Building A Kubernetes Homelab with K3S and Raspberry Pi 4: The Hard Way
K3S is one of the best solutions available if you want to deploy your own Kubernetes cluster inside your homelab to play with, or just for learning purposes. And it is really easy to get started with a couple of (actually, you only need one) Raspberry PIs. But “What is K3S?”, you might ask. From their website ;
K3S - Lightweight Kubernetes
Lightweight Kubernetes. Easy to install, half the memory, all in a binary of less than 100 MB.
Great for:
Edge
IoT
CI
Development
ARM
Embedding K8s
Situations where a PhD in K8s clusterology is infeasible
Although there are other ways to run Kubernetes with limited resources, I found K3S is the most expandable, upstream-compatible, tweakable, and production-ready alternative for full-fletch Kubernetes clusters deployed with kubeadm or similar.
There are some fantastic tools available like k3up to get you started with your cluster fairly quickly, but in this article, I will focus on how to do things, the hard way, with lots of references for advanced reading material as well.

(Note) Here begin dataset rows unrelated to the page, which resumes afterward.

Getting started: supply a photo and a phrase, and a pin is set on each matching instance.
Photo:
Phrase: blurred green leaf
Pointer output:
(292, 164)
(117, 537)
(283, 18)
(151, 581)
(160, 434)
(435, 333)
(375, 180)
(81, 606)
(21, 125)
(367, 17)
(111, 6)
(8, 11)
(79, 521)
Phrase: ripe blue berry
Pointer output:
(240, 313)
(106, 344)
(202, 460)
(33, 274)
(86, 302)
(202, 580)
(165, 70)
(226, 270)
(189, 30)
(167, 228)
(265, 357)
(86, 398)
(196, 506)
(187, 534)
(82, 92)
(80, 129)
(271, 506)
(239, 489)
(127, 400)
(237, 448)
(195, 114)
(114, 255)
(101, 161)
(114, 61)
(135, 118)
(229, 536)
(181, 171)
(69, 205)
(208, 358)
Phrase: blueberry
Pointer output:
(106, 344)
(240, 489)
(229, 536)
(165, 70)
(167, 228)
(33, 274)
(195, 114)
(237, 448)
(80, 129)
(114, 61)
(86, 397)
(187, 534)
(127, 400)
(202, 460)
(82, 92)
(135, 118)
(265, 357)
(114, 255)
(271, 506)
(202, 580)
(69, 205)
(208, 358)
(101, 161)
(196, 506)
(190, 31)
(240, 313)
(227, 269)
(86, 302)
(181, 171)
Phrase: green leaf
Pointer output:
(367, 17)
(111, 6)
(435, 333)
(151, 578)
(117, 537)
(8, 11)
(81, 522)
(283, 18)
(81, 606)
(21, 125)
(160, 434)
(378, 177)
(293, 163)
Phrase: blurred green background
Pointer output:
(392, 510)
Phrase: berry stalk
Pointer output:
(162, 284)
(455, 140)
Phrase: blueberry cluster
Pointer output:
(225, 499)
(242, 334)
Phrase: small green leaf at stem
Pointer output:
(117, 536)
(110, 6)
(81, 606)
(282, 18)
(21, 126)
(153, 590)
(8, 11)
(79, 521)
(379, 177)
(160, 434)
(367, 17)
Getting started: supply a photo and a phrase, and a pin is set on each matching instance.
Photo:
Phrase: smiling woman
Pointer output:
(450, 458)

So, buckle up and get ready because we are starting!
K3S Basics
The main components of K3S are called K3S server node(s) and K3S agent node(s). K3S server node(s) is responsible for managing the cluster, running SQLite or etcd, hosting the API Server, and acting as a scheduler, as a regular Kubernetes master node. K3S Agent on the other hand is just like the regular Kubernetes worker nodes. You can find more information in the official K3S documantation .
You can have a single-node K3S server with an embedded SQLite database which will also act as an agent node, or, you can have a combination of server node(s) with one or more agent nodes to support different use-cases. K3S, by default, uses SQLite, Flannel, and Traefik Ingress Controller and comes with a local-path storage provisioner to handle stateful applications, therefore, it is a really good option to deploy on IoT devices, etc.

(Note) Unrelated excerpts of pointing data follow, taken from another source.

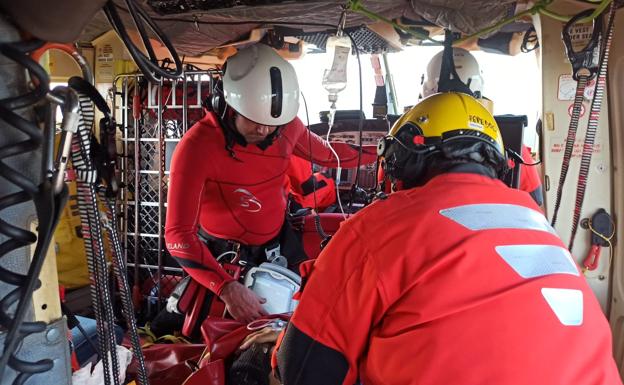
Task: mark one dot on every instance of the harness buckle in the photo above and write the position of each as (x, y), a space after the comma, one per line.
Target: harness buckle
(585, 62)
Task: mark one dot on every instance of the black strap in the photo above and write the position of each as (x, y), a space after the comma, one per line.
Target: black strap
(592, 126)
(86, 88)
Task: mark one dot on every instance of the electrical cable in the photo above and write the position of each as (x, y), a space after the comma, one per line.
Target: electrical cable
(317, 217)
(360, 123)
(147, 64)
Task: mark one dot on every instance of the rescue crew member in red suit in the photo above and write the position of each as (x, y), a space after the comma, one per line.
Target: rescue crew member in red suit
(227, 175)
(457, 279)
(469, 73)
(313, 190)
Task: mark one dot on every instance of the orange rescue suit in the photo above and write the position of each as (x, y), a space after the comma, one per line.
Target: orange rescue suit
(460, 281)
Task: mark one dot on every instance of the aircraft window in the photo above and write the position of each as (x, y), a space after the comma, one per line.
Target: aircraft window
(507, 80)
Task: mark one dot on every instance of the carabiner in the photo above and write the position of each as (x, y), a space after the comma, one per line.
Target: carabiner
(586, 61)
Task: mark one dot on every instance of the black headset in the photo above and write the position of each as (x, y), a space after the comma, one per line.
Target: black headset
(215, 102)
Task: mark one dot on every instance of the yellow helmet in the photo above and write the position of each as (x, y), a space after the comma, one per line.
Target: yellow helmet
(435, 124)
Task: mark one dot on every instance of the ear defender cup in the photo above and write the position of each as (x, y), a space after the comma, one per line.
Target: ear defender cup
(215, 102)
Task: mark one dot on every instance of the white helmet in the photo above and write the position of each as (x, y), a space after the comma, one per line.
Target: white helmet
(467, 69)
(261, 86)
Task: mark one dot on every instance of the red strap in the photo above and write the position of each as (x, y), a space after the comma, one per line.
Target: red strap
(591, 261)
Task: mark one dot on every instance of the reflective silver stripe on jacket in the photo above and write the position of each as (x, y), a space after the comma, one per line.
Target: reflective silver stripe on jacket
(567, 304)
(497, 216)
(531, 261)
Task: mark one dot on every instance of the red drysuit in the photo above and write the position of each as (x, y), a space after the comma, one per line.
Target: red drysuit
(460, 281)
(239, 197)
(316, 190)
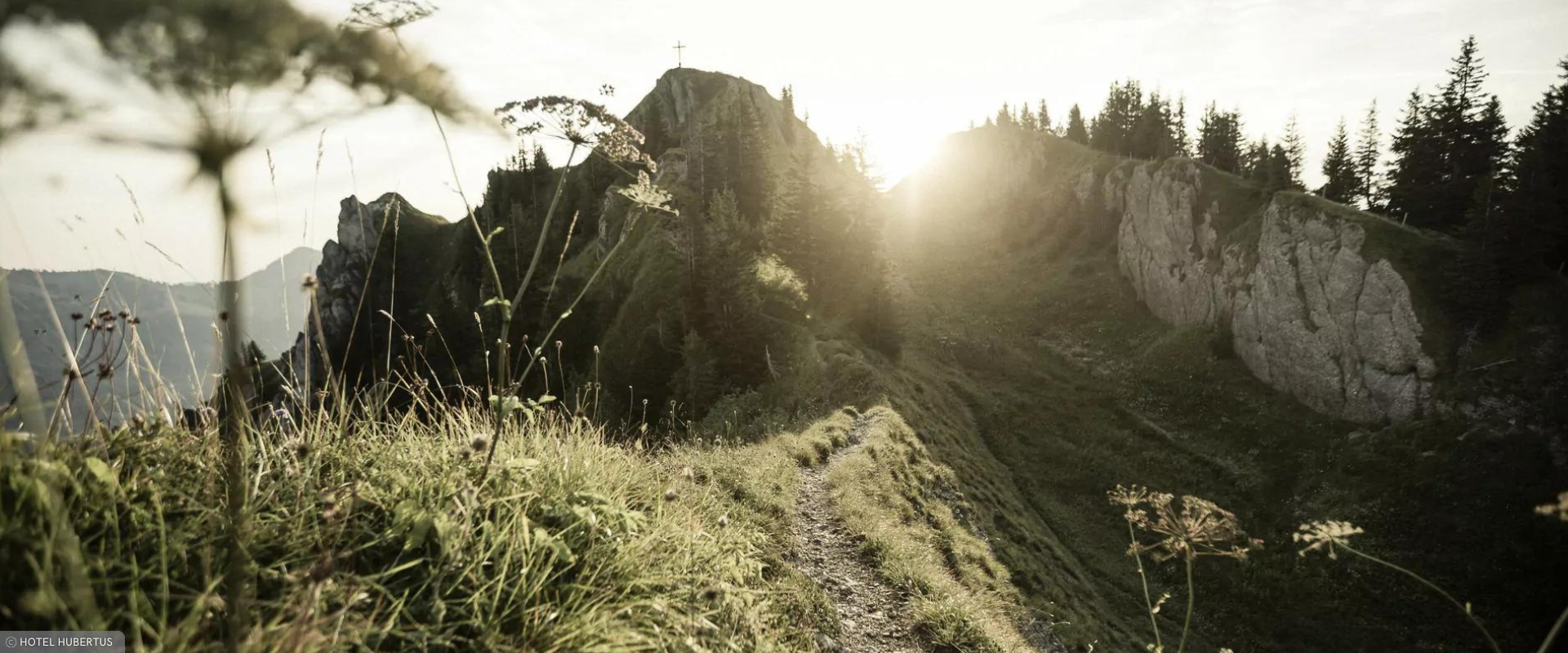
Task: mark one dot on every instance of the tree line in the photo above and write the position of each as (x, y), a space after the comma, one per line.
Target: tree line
(1452, 165)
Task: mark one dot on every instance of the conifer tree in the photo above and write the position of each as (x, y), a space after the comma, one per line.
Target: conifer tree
(1537, 209)
(1418, 167)
(1448, 148)
(1295, 153)
(1339, 168)
(787, 99)
(1026, 118)
(1256, 162)
(1076, 131)
(1114, 127)
(1004, 116)
(1368, 192)
(1220, 138)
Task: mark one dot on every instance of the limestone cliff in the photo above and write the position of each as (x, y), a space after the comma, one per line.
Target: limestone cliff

K3S can also be a great option for more advanced stuff as well because of its configurable nature. Only with some minor tweaks on default settings, we might end up with an almost production-ready Kubernetes environment, and in this article, we gonna do just that!
Honorable Mentions (Alternatives)
Design
Although that I am generally happy with the default settings of K3S and 32-bit Raspberry Pi OS, I decided to spice up things by making some interesting design choices.
- 64-bit Ubuntu 21.04 instead of 32-bit alternatives.
- 1 server (master+worker) + 2 agent (worker) nodes. I am planning to add 2 additional server nodes in the future to have an HA setup.
- Keepalived cluster between K3S nodes.
- Calico instead of Flannel (K3S default) as CNI.
- Nginx Ingress instead of Traefik (K3S default) Ingress.
- Etcd instead of SQLite (K3S default).
- A VM with Ubuntu 21.04 x86-64 as Rancher cluster manager to have a nice management UI (optional).
- MetalLB instead of servicelb (optional).
- Longhorn as local distrubuted block storage and NFS External Provisioner as CSI (optional).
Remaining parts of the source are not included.